Ahora sabemos que todos aquellos eran los últimos coletazos de la bicha. Entre 2000 y 2004 se gesta su declive final, explicado por la detención continuada y acelerada de sus sucesivos líderes -en particular Mikel Antza, el que heredó la jefatura tras Bidart-, y el desmantelamiento de su aparato logístico, todo por mor de la eficacia policial y judicial. En ese momento más de la mitad de los comandos eran detenidos antes de su primer atentado. El viejo mecanismo «acción-represión-acción» había desaparecido. En las cárceles se le abrió a ETA otra vía de agua: algunos de sus antiguos jefes dudaban de su eficacia y del sentido de continuar matando.
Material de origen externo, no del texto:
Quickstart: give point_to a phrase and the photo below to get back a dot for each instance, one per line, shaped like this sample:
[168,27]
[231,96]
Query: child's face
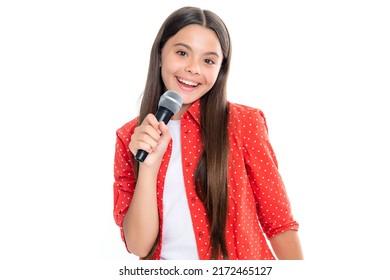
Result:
[190,62]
La dirección reconocía su incapacidad para seguir haciéndolo. A partir de 2004 se aceleró el final y ETA empezó a contactar con intermediarios que decoraran su previsible derrota (Currin al frente). Antes, el Acuerdo por las Libertades y contra el Terrorismo, la Ley de Partidos y la consiguiente ilegalización de Herri Batasuna había dejado al pez sin agua. La estrategia antiterrorista expresada en su forma más precisa y eficaz.
2000 fue el año en que «vivimos peligrosamente». De manera retrospectiva todo cobra sentido, pero nuestra sensación entonces fue de zozobra absoluta, de desesperación, de un miedo incontrolable. Pero, como puede verse, asesinatos como los de Fernando y Jorge, desgraciadamente, sí que sirvieron para algo.